[Date Prev][Date Next] [Thread Prev][Thread Next] [Date Index] [Thread Index]

Re: About problems with named pipes



Hi,

i wrote:
> > I did not see an insult but only some backtalk.

> Maybe you missed the cultural shift, but alas “Karen” has become an
> insult.

Employing a search engine with "Karen insult" ... ahum.
So you feel addressed as "middle class woman who is perceived as
entitled or excessively demanding" (from Wikipedia) ?


> > > Either you doctored the output

> > Are you telling me that this accusation is not meant as insult ?

> Of course it is not. It is very frequent to doctor a command output when
> posting her to hide irrelevant details or make it fit in the width of a
> mail.

In this particular case i did not doctor the commands or their program
output.

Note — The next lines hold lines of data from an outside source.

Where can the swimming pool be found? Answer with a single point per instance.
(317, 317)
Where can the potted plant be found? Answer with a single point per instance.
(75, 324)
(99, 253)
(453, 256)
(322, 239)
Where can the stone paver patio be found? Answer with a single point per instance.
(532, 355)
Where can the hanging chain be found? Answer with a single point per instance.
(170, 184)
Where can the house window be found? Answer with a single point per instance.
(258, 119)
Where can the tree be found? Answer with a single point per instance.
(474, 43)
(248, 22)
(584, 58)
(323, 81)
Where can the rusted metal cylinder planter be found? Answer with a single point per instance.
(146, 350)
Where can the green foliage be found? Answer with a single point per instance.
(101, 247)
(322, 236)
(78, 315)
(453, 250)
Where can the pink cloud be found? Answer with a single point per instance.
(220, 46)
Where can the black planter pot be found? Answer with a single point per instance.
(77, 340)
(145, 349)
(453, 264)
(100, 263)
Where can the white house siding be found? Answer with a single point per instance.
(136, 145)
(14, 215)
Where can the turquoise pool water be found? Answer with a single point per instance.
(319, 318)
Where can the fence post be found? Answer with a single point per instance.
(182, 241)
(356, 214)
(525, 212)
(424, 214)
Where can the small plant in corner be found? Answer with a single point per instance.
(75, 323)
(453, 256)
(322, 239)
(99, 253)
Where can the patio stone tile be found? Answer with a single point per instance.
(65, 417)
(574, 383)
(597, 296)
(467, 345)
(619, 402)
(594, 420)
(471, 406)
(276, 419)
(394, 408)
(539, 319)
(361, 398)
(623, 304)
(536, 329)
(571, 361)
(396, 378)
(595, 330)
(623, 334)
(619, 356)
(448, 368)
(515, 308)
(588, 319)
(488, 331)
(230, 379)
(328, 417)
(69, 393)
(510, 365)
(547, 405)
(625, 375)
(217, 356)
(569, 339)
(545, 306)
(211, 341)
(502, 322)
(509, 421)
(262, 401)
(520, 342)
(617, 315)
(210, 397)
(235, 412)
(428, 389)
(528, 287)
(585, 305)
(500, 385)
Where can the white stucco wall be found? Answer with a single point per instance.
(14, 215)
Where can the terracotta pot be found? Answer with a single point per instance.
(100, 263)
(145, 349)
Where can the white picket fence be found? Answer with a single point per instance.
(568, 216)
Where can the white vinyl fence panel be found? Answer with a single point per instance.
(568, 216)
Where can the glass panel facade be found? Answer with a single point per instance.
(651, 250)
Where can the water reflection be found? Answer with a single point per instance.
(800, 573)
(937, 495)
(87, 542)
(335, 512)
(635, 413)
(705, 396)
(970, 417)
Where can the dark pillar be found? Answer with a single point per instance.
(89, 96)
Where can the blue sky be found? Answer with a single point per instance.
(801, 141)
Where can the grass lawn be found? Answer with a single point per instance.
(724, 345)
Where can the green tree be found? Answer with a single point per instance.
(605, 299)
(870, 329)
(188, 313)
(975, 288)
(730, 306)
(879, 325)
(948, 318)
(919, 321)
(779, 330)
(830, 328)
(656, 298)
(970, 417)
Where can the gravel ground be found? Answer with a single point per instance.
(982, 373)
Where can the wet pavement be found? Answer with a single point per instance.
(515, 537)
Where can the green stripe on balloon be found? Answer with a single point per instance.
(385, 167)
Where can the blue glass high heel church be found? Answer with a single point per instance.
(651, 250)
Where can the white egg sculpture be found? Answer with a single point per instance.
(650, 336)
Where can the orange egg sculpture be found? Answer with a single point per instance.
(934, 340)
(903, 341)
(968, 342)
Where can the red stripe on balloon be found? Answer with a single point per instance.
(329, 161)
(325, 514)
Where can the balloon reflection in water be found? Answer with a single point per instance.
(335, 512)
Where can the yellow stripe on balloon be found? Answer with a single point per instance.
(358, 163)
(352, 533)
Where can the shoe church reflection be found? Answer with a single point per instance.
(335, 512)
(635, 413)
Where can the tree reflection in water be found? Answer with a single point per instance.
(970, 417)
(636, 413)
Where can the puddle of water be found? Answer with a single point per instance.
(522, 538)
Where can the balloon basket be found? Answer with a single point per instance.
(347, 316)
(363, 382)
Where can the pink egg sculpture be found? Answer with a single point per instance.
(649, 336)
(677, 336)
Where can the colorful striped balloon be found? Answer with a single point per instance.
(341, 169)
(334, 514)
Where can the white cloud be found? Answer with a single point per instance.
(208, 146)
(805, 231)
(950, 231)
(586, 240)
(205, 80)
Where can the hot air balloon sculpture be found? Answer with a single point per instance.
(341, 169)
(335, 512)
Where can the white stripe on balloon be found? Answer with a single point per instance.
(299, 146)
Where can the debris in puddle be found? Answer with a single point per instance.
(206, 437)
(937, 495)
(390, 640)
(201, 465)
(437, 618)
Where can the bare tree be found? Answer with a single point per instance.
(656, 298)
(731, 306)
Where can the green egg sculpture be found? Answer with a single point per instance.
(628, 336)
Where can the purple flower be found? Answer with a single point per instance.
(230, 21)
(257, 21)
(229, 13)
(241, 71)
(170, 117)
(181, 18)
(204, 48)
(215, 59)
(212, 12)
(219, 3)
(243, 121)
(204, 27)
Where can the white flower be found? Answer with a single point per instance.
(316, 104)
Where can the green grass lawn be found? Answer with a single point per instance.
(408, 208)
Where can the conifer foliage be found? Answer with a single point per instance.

In general i doctor in a way that is supposed to be
recognizable as such.


> > If you use a file object that was freshly made by mkfifo(1) as command in
> > a pipe, what complaint from bash do you get ?

> I get “command not found”, of course.

That would happen if the fifo gets created in a directory that is not
in the shell PATH.
I made my experiments in a way that the shell has a chance to find
the pipe as command. 


> >   -bash: /home/thomas/MyFifo: Permission denied

> I would like to point that “/home/thomas/MyFifo” is not the same thing
> as “MyFifo:”, so it seems you DID doctor the output.

It's the original message which i get when MyFifo is in my $HOME
directory which is listed when i put out $PATH.
I used "MyFifo". The shell complains about "/home/thomas/MyFifo".
No doctoring involved, although i was tempted to remove the
"/home/thomas/" part before quoting the program output.